Now I am even more confused... you have JPEGs that are one million megabytes each?
That is huge for a single JPG.
But, the other issue is this:
JPEG is a file format AND a compression algorithm. It was developed by the Joint Photographic Experts Group (JPEG). Its done with math.... and by comparing pixels that are next to each other.
There is no way to predict exactly how much compression it would take to produce a file that is exactly 5.99mb on size (hard drive space).
Example - a photo that is 2000 pixels wide by 2000 pixels high of a pure white background and a chair in the middle will compress to a smaller file (disk space / download size) then a 2000 x 2000 picture of a field of flowers.
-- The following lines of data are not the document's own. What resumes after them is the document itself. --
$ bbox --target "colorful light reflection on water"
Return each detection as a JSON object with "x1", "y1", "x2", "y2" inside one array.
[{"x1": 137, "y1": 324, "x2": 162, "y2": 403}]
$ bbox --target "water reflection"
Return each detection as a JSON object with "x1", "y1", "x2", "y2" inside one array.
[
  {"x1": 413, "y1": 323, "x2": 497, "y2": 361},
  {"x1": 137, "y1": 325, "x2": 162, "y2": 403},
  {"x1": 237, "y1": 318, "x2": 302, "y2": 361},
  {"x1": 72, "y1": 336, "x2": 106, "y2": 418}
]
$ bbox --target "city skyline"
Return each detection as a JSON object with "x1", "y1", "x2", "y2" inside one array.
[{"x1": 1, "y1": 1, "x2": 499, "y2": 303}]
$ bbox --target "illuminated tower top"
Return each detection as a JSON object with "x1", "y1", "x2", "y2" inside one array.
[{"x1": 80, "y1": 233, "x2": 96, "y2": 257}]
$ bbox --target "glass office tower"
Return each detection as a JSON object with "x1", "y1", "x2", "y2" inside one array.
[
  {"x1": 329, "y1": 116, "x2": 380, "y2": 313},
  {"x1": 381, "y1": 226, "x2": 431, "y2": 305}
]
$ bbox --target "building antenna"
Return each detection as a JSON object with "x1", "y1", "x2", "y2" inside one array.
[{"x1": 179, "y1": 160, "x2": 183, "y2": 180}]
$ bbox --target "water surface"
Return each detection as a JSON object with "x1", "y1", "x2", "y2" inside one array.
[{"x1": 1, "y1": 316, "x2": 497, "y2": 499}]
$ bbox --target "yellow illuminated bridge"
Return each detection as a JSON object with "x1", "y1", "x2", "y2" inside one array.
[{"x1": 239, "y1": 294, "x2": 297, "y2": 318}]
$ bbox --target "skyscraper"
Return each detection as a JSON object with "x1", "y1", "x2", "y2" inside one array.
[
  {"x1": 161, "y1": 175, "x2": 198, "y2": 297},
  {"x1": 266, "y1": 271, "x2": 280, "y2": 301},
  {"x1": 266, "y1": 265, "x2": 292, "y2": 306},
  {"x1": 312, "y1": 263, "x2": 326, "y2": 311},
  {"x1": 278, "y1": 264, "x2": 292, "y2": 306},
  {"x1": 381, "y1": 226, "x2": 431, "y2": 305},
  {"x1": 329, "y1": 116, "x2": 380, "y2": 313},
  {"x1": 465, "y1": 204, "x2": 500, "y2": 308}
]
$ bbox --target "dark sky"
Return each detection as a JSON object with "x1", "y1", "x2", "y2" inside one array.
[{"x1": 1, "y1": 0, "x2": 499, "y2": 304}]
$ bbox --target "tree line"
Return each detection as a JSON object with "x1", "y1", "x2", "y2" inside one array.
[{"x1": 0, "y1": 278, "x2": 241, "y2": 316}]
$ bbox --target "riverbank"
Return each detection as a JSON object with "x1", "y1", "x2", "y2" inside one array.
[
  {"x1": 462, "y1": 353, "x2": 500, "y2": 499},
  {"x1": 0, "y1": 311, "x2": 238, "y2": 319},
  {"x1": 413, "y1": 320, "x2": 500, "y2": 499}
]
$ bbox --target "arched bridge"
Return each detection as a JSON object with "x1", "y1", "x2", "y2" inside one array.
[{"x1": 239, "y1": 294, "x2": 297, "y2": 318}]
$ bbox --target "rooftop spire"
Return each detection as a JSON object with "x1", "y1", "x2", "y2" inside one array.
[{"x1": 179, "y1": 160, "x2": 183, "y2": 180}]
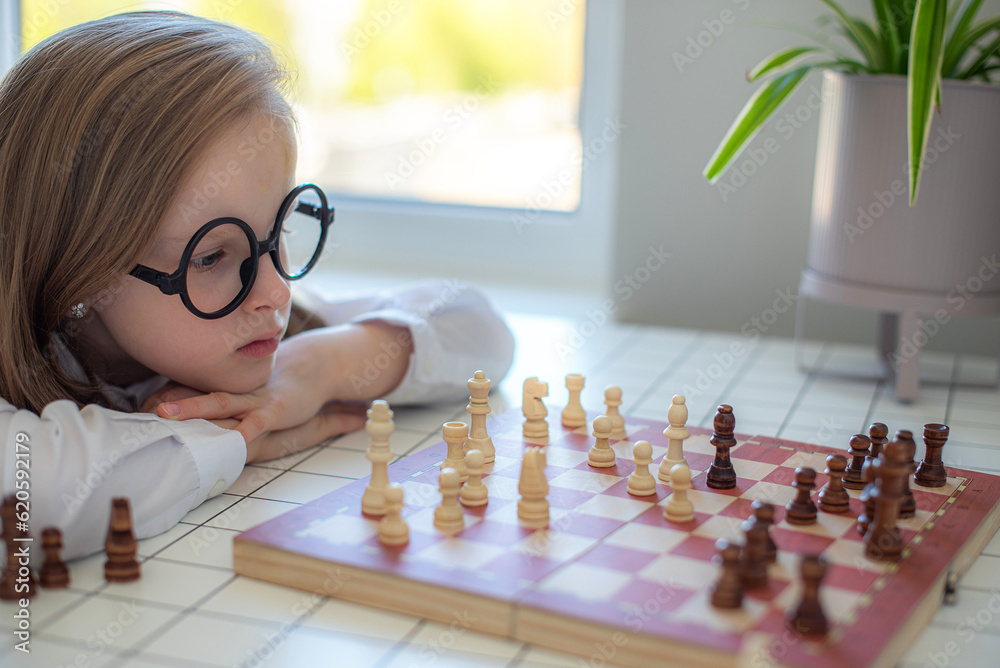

Thats because JPEG will see all those pixels of white that exactly match each other and need to write that to the file just a few times.
(In code its like:
"Take pixel 000001 through pixel 199999 and make them all the color 255255255"
One line of code for 99,000 pixels (because they are all exactly the same shade of white and are next to each other).
In the photo of the field with flowers its more like:
Take pixel 100000 and make it the color 254251208
Take pixel 100001 and make it the color 254251196
So, basically 99,000 lines of code to describe 99,000 pixels.
Thats basic - but you can't predict an exact file size of one millions pictures because they all have millions of different pixels.